In diesem Zusammenhang war es sehr erfrischend, dass die Referentin und auch die Teilnehmerinnen die Diskussion nicht auf heterosexuelle Bindungen beschränkten, sondern auch Lust und Liebe zwischen Frauen einbezogen, wie auch die Möglichkeit, mit sich selbst Zärtlichkeit und Erotik auszuleben.
„Frauen sind sich oft selbst die größten Feinde“, meinte eine Teilnehmerin.

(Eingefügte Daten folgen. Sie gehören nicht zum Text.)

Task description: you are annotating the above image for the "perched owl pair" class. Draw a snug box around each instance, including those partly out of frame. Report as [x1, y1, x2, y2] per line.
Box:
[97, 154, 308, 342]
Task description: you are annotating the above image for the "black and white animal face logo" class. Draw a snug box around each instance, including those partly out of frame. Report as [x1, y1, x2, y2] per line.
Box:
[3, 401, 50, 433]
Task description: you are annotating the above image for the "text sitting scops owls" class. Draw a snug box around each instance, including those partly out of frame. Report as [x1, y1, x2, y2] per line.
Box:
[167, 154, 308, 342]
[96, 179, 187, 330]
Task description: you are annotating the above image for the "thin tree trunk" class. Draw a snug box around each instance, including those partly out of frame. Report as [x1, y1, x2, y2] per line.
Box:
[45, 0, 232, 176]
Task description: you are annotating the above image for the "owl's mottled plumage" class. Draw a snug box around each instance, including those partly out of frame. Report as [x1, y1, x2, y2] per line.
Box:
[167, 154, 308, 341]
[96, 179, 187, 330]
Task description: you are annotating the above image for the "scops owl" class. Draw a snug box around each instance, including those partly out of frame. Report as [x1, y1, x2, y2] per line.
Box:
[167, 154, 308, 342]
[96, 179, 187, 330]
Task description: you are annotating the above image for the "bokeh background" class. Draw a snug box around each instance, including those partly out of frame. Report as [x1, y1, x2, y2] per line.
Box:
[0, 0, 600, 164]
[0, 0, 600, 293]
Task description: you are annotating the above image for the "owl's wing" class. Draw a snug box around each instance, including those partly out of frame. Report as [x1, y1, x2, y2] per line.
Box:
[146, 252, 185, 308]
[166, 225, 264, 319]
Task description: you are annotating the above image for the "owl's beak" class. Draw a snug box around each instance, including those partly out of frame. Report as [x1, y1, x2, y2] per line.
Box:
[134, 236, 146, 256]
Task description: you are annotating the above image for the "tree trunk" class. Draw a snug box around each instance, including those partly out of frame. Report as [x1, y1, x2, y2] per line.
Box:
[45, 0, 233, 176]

In der Tat werden gesellschaftliche Grundhaltungen durch jede/n Einzelne/n geprägt, und so ist es auch an den Frauen, ihre eigenen Einstellungen und deren Herkunft zu überdenken und in jeder Situation laut auszusprechen, was sie als falsch, ungerecht oder diskriminierend empfinden und damit auch dem männlich geprägten Frauen-Bild etwas entgegenzusetzen.
„Werden Sie sichtbar, seien Sie Vorbilder!“, lautete der abschließende Appell der Referentin. „Sex ist viel mehr als Geschlechtsverkehr – Sex ist, was wir daraus machen!“, fasste sie zusammen und ermunterte dazu, über das Thema zu sprechen und sich bei Problemen auch Beratung zu holen – in jedem Alter. Im Saal und beim Pausengetränk festigte sich das Gefühl, dass der Vortrag die Anwesenden wirklich aufgerüttelt hatte und sie sich auch über diesen Abend hinaus mit dem Thema beschäftigen werden.
Eine andere Form der Auseinandersetzung mit dem Thema „Lebenslust ab 50+“ bot ein Kabarettprogramm mit Liedern von Mascha Kaléko und Friedhelm Kändler, vorgetragen von Angelika Heinich (Klavierbegleitung: Manfred Szobries). Als Frau um die 50 sitzt Heinich in einer Bar und hadert mit sich und dem Leben. Ist sie auf der Suche nach der großen Liebe – oder nach sich selbst, oder bedingt eins das andere? Dabei lässt sie die ganze Bandbreite der Gefühle zwischen bitterem Selbstzweifel und feiner Selbstironie spielen, die sich in ihrem Publikum widerspiegelten. Einen weiteren kulturellen Beitrag zum Thema lieferte die Kinovorführung von „Elsa und Fred“, der Liebesgeschichte zweier Menschen über 70.
Der Arbeitsgemeinschaft „Frauen und Gesundheit“ ist zu danken für diese und kommende Veranstaltungsreihen, die dazu beitragen, die individuelle und gesellschaftliche Entwicklung von Frauen in unserer Stadt in Bewegung zu bringen.

Arbeitsgemeinschaft „Frauen und Gesundheit“
Die InitiatorInnen der Wilhelmshavener Arbeitsgemeinschaft „Frauen und Gesundheit“ sind Annett Jochens (Gesundheitsamt/Gesundheitsförderung), Annemarie Hellwig (Altenhilfe/Besuchsdienst), Ellen Wolbergs (Gleichstellungsbeauftragte der Stadt), Cathrin Schulz (pro familia) und Michael Kundy (Kinoplex). Gerade das Thema Liebe und Sexualität wird sehr stark durch die Medien geprägt, und insofern ist der Filmexperte eine gute Ergänzung der in der AG vertretenen Fachkompetenz. Vom bereits 1971 entstandenen Kultfilm „Harold and Maude“ mal abgesehen, werden Frauen und (Lebens-)Lust im Alter erst in jüngerer Zeit von Kino und TV ernst genommen („Wolke 9“, „Kirschblüten-Hanami“, „Elsa und Fred“).